APSEC 2024
Tue 3 - Fri 6 December 2024 China

Classifying the bug issue types correctly plays a vital role in improving the quality of the deep learning (DL)-oriented projects. Although prior studies have proposed different approaches based on Pre-Trained Models (PTMs) for issue type classification in traditional GitHub repositories, DL-oriented projects are different from traditional software, especially in terms of bugs with different causes and symptoms. More importantly, these PTMs-based approaches trained on the issue reports are labeled when software users submit, which would be wrong and non-subdivided bug issue types. Therefore, an automated approach with the ground-truth bug issue types for labeling issues in DL-oriented projects is necessary for DL software repositories. To fill these gaps, we first manually labeled 9,073 issue reports from 11 DL-oriented projects as the ground truths to establish authentic labels. We then explore the effectiveness of six PTMs on the bug issues identification for the DL software repository.

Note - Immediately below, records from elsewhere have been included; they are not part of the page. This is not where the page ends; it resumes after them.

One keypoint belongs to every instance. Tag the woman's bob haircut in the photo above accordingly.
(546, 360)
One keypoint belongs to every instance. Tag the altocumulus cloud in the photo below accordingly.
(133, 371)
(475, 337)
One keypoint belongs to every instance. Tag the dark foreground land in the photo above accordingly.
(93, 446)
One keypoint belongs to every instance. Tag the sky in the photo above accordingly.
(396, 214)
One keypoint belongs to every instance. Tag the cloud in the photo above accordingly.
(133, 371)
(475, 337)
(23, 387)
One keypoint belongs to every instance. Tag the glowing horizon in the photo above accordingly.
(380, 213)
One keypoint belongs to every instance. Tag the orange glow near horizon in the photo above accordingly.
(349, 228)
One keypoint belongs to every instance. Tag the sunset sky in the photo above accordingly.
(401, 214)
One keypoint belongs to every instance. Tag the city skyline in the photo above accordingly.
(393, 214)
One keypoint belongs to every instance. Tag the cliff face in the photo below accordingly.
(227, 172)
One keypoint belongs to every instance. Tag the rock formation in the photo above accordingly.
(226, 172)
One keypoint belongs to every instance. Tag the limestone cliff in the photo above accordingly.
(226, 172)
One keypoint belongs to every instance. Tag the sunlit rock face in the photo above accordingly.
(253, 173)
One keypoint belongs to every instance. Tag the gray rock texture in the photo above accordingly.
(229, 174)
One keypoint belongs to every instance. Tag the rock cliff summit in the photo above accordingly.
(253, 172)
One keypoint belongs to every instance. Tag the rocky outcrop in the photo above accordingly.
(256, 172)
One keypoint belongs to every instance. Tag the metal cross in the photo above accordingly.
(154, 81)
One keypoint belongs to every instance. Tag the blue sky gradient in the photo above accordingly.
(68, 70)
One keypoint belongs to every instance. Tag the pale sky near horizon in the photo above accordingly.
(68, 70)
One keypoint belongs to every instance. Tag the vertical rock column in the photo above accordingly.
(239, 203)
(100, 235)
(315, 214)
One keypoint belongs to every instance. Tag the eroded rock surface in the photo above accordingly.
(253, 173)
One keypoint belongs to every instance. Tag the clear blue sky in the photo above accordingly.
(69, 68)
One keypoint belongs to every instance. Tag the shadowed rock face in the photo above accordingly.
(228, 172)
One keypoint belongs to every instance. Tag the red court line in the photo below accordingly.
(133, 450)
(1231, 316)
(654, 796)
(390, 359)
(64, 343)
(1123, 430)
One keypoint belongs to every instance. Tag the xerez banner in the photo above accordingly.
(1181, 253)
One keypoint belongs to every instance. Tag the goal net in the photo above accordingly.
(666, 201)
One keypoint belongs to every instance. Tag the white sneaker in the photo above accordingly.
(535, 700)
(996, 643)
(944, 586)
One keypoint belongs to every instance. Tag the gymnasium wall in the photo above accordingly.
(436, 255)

Our findings indicate that i) PTMs (especially BERT) could identify more precise bug issue types of DL software than prior DL approaches in all the datasets. ii) contrary to their performance in traditional software bug classification tasks, Software Engineering (SE) domain-specific PTMs cannot achieve significantly better performance than our compared general PTMs and may even perform worse for the DL bug issue classification. iii) in the cross-framework scenarios, the F1-score of PTMs declined by 18.5% to 19.8%. Despite that the performance is suffered, BERT can still achieve the best results. Conclusively, we propose that PTM-based bug issue classification offers potential for more widespread applications and prompt future studies to further examine and verify the generalizability of PTM-based methods in software engineering.